16 comments on “2021-2022 Whitedot Altum 104”

    • It’s a standard rocker / camber / rocker profile (no Triple Camber). Shooting skis with white sidewalls can be tricky sometimes…

    • Those are the Tyrolia AAAttack2 13 AT demo bindings. For future reference, in all of our full ski reviews we list the bindings we use at the top of the review in the “specs” section.

    • Hi William,
      I got a pair of 2018 R108s in December 2019. They’re pretty and they ski very nicely. I have around 75 days on them. I’m 45 years-old, I have a flexible schedule, and an adequately large sector of the Swiss Alps is my stomping ground. These skis have seen a few sharky days, but I mostly just ski nice snow. The R108s are more or less everything I expected/hoped for performancewise. That said, I do not trust them to last: both skis have de-lammed (1 underfoot and the other near tip), the topsheets are wearing and chipping in odd places like mid-shovel, and I’ve repaired more core shots in the past year than in the previous decade. Rather than enjoying these skis for years or passing them on, they will be garbage as soon as I let up on repairs. With so many companies making good freeride-touring skis I don’t anticipate owning any more Whitedots.

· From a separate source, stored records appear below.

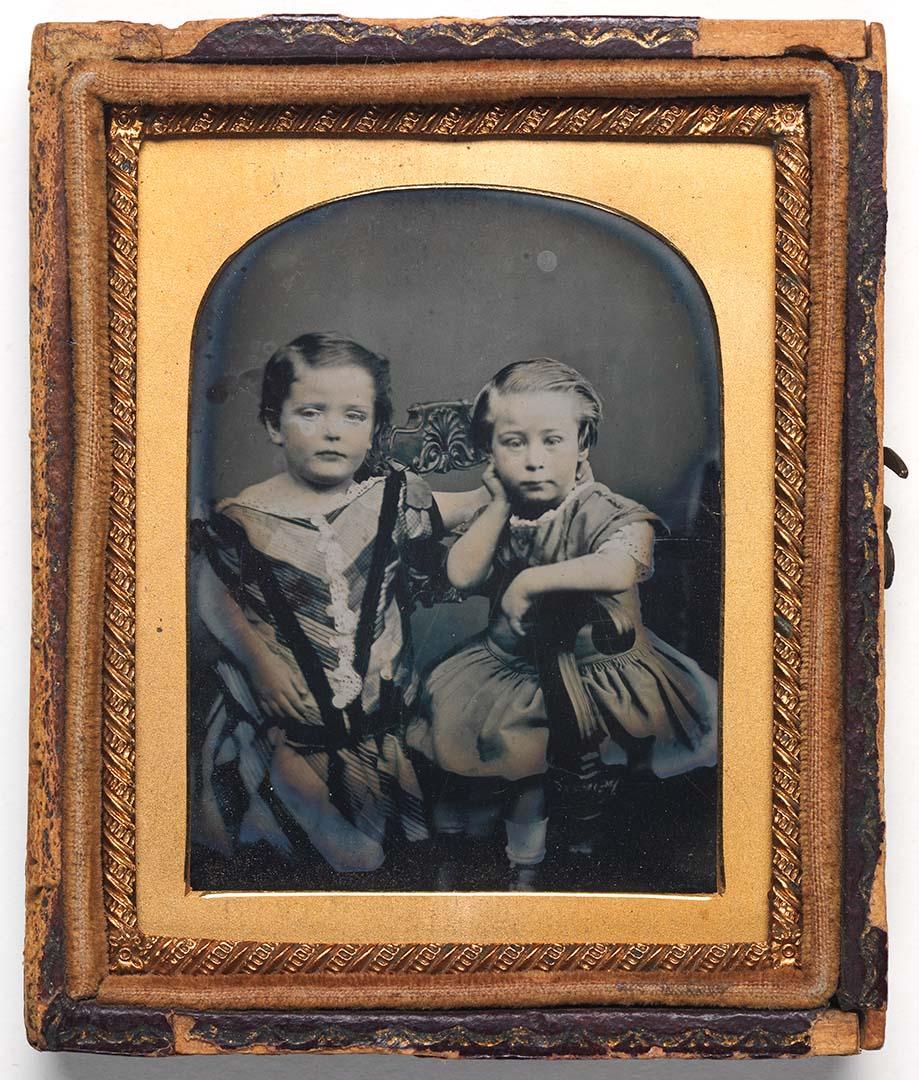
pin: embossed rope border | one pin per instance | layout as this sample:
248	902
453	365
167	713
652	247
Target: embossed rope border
782	123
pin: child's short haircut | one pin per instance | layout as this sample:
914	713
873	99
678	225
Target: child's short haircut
325	350
535	377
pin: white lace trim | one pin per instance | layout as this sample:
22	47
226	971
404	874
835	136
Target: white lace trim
347	685
531	523
354	491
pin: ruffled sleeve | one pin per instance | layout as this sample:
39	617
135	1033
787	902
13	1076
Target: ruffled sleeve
607	523
636	540
419	510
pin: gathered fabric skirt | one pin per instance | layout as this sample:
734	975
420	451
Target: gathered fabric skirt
482	711
256	784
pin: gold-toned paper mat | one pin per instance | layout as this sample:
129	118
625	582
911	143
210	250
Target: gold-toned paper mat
202	200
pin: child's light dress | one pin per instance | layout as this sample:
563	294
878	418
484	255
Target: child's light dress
482	709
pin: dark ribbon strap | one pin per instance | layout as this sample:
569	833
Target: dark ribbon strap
298	643
382	547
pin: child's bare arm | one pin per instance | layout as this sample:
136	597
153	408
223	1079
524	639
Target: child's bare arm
280	691
470	559
609	571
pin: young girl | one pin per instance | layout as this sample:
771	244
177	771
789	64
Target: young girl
550	529
301	588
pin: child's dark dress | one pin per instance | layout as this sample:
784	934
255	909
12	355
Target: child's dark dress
303	583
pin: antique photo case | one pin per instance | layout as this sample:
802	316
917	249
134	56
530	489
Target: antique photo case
442	602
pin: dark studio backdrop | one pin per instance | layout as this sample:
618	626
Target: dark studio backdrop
451	284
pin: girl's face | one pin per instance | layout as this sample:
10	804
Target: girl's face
326	424
535	446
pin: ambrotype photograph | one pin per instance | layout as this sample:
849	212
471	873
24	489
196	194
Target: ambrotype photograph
455	553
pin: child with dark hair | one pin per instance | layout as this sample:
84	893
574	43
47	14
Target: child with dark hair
551	531
301	586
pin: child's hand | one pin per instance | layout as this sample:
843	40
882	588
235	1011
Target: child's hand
516	604
279	690
494	485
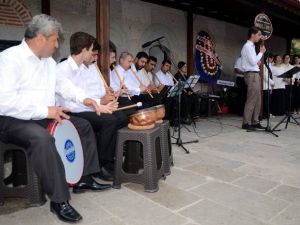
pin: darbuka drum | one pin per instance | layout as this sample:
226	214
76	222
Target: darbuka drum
160	113
143	119
68	145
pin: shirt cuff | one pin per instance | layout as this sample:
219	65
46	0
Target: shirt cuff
42	112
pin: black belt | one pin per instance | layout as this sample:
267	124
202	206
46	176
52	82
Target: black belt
252	72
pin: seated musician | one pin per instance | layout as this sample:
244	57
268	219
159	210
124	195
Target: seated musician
136	74
81	70
27	106
122	80
165	77
190	106
147	77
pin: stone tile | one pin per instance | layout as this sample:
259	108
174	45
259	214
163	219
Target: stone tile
290	216
168	196
257	205
135	209
209	213
210	159
288	193
184	179
181	161
255	183
215	172
111	221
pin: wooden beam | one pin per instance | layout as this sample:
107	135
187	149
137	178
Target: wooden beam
102	32
45	7
190	42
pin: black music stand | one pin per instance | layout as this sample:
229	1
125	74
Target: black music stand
288	74
177	91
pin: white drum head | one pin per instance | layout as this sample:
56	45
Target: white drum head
68	145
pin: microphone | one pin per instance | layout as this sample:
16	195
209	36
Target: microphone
145	45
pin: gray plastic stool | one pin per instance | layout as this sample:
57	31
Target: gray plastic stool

      • Hi Scott, thanks for the feedback. Am also in Switz and ski the same areas. So don’t chuck them when you are finished, I will happily pick them up and turn them into something! Hope to see you on the slopes some time – not too many folks out there on Whitedot’s so expect you are easy to spot!

    • They have tip rocker then traditional camber until close to the back. The side view on the Whitedot site seems to be with the camber compressed so the full rocker is visible.
      The skis’ strength is that they are very much the versatile soft snow jack of all trades they’re presented as. They tour well. Fine in a bit of powder and totally adequate on piste. Extremely useful type of ski for a 1 or 2 ski quiver. Mine are a bit flimsy though. I imagine it’s a consequence of shaving off a few too many grams.

    • My home region is the Berner Oberland (Adelboden, Grindelwald, Meiringen, Gstaad). Feel free to get in touch if you’re killing a weekday in these parts.

  1. Thanks, I haven’t skied that part of Switzerland yet. I’ve skied in the past the typical Zermatt, Verbier and Davos and I go more frequently now to Engelberg and Andermatt for long weekends. But my annual trips the last 5-7 years have been to France (La Grave / Serre Chevalier area ) and Austria (St. Anton) and sometimes the Dolomites (Alta Badia) when I’m with the wife and kids.

    I like the idea of a middle weight 108mm to 112mm ski (1800-2000 grams) to pull double duty for softer resort days and a slighly heavier touring set-up for when conditions are less than perfect. The Whitedot R 108 looks decent for that and I’ve seen them fairly cheap online recently but I’m looking at a few different options, so we’ll see. You’re right on the Whitedot website that ski looks more rev. camber than traditional which is why I asked. With the mixed conditions we tend to see in the Alps we need skis that are more versatile, and I find takes more thought when putting together a quiver especially if you’re skiing in the resort a lot and touring a lot often on the same trip and some times on the same day.

  2. Interested to see the comments on the R108 . I have the CL version but find the fun factor limited by the medium shovels – especially in heavier snow or at higher speeds. I wonder does anyone know if the standard version is stiffer? 160lb/ on the 186.

  3. Just took the Altum 104 out today in whistler. Completely agree with the comments regarding its benefits over the PBJ and wildcat 108 (2 skis that I really like) I’m between lengths on wildcat and the 187 Altum is perfect. Great edge hold, carve initiation and easy to pivot. It’s basically all my very minor gripes with the moments resolved. Very fun ski with a high speed limit. Encourages bad behaviour!